Este ajuste técnico es, en realidad, un cambio de paradigma. Revela que durante años, el Estado ha subestimado la carga que la vivienda representa en el presupuesto de los hogares, utilizando un “alquiler imputado” teórico que no reflejaba los precios del mercado. En la práctica, miles de familias no eran consideradas pobres, aunque sus ingresos no alcanzaran para cubrir arriendo y alimentación básica. Reconocer esta realidad es el primer paso para diseñar políticas que respondan a la verdadera dimensión del problema.
La crisis de la vivienda en Chile ha dejado de ser un asunto de cifras de construcción para convertirse en un debate sobre el modelo de desarrollo. Las políticas actuales, aunque bien intencionadas en sus metas cuantitativas, están fallando en su objetivo cualitativo: construir ciudades integradas y garantizar un derecho básico. El aumento de los campamentos no es un problema de seguridad, como a veces se enmarca, sino una consecuencia directa de un sistema que genera desigualdad urbana.
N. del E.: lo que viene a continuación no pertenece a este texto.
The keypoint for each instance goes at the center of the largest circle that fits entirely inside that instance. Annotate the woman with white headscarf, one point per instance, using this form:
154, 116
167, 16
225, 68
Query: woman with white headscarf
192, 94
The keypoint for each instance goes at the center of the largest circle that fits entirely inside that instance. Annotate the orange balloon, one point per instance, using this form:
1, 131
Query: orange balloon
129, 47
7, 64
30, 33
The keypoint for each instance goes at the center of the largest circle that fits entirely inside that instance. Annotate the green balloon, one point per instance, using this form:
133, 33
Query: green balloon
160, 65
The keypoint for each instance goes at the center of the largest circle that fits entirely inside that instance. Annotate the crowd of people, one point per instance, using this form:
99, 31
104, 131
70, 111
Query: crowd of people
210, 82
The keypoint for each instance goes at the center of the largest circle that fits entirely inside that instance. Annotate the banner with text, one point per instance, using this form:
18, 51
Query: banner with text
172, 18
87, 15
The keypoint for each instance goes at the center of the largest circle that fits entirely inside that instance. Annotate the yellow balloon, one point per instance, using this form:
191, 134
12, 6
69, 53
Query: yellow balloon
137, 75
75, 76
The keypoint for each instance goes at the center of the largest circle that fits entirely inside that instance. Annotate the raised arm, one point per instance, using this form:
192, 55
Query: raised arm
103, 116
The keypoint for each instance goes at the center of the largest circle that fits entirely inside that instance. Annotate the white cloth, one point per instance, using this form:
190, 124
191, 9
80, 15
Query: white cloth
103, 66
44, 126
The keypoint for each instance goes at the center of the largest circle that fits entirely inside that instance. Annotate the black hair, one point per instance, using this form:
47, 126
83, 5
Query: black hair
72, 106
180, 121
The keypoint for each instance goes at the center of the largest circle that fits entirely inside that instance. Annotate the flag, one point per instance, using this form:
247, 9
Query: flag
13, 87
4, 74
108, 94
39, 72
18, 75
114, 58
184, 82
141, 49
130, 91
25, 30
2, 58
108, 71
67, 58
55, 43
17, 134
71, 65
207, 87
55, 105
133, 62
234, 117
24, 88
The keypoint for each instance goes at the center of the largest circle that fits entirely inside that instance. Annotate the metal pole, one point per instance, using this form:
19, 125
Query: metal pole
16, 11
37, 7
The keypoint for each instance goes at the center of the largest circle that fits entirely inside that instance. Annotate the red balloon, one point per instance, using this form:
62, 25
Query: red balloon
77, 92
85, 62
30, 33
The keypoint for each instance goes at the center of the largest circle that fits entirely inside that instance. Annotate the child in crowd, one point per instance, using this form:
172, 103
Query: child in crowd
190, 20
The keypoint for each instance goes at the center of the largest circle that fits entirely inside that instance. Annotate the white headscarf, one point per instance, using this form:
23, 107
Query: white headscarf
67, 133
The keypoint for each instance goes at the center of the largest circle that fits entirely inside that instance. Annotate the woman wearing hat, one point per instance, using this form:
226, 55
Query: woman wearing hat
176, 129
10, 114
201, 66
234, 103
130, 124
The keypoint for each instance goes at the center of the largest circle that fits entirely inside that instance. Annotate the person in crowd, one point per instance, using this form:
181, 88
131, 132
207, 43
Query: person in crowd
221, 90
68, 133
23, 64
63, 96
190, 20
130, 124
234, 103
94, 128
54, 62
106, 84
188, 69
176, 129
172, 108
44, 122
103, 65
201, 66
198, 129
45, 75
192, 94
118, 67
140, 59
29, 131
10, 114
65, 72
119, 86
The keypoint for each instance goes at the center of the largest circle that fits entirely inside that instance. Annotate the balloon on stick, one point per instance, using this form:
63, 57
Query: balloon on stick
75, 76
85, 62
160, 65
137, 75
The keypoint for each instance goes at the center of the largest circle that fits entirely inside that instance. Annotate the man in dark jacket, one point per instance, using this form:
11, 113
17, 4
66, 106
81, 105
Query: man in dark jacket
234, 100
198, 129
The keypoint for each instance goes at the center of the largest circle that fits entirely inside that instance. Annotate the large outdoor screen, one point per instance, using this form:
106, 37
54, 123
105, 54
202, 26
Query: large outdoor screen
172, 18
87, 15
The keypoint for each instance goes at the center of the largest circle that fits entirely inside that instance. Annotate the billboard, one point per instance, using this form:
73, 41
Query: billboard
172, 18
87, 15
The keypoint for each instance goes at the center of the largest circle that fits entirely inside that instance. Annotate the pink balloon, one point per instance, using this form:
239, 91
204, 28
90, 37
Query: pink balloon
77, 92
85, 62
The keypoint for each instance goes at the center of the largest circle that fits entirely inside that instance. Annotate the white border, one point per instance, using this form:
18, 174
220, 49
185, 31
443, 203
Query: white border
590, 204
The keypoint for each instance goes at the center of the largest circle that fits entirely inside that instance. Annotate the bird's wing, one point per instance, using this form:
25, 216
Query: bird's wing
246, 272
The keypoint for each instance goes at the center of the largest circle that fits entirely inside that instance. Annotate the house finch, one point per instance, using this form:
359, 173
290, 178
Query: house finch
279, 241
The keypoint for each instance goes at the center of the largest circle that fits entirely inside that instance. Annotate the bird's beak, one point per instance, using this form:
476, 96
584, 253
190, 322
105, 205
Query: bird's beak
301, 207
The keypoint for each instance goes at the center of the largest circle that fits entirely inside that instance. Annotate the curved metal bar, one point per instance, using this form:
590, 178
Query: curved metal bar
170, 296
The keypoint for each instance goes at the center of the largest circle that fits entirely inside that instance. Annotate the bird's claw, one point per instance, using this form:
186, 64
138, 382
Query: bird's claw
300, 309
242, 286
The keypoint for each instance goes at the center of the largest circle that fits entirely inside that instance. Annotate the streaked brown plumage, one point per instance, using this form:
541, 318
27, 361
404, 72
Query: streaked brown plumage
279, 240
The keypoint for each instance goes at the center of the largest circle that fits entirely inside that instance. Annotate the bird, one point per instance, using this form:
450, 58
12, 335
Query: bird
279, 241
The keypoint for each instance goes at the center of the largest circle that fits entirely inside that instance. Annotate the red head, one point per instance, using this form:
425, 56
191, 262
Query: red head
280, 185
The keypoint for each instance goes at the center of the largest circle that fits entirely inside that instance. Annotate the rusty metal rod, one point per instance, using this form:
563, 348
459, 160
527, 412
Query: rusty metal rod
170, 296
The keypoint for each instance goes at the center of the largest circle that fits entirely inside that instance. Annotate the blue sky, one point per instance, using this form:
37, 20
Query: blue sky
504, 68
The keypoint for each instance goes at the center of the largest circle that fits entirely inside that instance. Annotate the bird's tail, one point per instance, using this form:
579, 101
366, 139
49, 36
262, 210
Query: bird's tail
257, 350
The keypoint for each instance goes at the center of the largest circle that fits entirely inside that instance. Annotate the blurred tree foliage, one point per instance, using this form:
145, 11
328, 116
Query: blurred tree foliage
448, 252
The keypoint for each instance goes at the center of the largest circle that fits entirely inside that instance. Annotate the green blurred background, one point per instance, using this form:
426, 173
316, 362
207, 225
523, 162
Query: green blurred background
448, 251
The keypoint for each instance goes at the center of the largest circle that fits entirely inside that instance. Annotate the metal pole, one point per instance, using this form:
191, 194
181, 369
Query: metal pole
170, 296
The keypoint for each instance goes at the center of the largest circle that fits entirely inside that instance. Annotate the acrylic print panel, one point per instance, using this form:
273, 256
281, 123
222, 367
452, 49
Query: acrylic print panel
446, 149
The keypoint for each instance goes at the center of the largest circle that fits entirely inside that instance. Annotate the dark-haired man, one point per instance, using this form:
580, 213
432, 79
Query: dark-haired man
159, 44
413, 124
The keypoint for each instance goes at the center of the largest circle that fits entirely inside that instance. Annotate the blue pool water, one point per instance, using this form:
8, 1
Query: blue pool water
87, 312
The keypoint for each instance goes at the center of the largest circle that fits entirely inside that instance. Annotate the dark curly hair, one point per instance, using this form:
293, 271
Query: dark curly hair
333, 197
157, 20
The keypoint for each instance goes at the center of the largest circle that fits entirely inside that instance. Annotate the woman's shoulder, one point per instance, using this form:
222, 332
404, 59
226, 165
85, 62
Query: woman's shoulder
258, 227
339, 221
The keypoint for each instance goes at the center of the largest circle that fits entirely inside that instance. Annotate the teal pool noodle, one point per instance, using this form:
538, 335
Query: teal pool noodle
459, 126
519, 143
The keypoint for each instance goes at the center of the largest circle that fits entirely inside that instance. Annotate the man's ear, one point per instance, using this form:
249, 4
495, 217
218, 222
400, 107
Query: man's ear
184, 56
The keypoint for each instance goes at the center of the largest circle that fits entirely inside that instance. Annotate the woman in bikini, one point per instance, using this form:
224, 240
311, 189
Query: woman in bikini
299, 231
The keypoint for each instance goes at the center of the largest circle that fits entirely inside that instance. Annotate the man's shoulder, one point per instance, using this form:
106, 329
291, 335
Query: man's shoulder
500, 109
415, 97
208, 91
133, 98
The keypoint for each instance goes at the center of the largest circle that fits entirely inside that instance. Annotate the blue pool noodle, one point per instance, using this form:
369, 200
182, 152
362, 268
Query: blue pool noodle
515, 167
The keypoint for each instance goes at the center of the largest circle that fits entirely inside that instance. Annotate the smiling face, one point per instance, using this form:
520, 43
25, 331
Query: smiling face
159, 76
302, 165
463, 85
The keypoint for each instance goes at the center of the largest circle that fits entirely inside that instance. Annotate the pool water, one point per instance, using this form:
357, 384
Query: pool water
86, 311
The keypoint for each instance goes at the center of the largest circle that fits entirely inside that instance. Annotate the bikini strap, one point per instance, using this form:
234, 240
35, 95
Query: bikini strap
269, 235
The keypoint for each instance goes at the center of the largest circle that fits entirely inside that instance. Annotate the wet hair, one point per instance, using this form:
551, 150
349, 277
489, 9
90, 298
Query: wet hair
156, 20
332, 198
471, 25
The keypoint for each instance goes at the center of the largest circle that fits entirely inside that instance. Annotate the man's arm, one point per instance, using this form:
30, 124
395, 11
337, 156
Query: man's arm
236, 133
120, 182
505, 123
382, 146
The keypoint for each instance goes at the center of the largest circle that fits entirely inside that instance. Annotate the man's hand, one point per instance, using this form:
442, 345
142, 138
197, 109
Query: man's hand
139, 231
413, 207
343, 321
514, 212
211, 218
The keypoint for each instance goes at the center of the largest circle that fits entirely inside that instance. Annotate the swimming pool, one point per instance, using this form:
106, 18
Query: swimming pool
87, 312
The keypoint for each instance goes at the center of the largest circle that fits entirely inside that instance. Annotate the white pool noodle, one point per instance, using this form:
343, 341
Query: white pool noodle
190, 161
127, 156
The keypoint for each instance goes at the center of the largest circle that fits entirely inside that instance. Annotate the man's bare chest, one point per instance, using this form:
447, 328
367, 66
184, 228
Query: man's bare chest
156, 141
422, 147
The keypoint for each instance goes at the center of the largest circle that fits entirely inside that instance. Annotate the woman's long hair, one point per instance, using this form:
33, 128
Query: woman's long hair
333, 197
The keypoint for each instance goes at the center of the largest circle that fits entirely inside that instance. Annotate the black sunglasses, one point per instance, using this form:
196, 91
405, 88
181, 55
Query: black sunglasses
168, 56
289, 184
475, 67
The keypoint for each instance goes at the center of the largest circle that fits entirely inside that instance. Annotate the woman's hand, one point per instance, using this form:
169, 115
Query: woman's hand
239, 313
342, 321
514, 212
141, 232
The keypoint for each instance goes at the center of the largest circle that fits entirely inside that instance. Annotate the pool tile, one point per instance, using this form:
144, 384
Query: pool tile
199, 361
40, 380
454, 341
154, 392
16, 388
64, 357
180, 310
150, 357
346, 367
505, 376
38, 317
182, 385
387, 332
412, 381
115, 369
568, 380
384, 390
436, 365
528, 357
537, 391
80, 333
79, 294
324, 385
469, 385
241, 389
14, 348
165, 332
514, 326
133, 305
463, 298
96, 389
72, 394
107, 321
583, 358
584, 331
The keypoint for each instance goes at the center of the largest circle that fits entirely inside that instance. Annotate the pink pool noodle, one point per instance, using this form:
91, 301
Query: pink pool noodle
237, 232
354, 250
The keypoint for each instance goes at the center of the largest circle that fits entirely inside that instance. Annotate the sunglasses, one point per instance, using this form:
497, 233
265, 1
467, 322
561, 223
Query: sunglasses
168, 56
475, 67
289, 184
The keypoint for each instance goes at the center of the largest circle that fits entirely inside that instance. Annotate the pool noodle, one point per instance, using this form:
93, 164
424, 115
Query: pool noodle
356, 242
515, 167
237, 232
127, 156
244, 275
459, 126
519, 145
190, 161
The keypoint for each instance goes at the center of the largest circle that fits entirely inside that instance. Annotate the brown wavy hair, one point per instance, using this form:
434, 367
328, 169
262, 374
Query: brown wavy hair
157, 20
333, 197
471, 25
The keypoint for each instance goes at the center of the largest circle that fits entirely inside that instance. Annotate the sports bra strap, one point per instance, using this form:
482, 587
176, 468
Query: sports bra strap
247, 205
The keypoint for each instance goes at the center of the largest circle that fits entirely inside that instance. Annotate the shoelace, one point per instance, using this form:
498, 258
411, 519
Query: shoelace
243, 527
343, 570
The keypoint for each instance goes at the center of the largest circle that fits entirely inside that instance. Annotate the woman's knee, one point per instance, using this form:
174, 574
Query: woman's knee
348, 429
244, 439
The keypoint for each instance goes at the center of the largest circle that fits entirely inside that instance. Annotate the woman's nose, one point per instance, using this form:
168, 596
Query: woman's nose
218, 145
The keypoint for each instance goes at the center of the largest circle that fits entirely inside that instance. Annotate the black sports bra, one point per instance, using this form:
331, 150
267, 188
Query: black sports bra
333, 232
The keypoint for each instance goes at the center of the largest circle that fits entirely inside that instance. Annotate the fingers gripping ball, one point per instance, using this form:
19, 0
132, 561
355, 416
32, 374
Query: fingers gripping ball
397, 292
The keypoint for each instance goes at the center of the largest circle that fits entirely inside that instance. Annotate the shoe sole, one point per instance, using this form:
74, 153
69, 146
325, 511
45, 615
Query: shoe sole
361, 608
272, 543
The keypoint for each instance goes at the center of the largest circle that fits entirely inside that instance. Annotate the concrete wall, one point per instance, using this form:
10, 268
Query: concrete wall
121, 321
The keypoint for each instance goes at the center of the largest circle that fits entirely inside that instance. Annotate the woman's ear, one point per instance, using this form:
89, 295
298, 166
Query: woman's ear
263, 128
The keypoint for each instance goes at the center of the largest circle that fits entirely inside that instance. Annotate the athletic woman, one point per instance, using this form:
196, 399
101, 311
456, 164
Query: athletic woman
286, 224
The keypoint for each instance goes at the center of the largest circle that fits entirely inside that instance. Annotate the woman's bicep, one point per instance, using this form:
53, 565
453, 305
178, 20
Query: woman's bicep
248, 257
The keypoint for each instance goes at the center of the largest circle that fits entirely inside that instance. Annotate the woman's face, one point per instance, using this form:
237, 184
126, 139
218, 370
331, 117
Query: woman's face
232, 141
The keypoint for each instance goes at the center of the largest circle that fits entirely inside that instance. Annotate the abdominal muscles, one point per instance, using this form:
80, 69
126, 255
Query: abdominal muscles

El tema sigue abierto y en plena evolución. La pregunta que Chile debe responder no es solo cómo construir 260.000 viviendas, sino cómo construir cohesión social, cómo garantizar que el subsidio se traduzca en un hogar digno y cómo evitar que la periferia y el campamento se conviertan en el destino inevitable para una nueva generación de chilenos.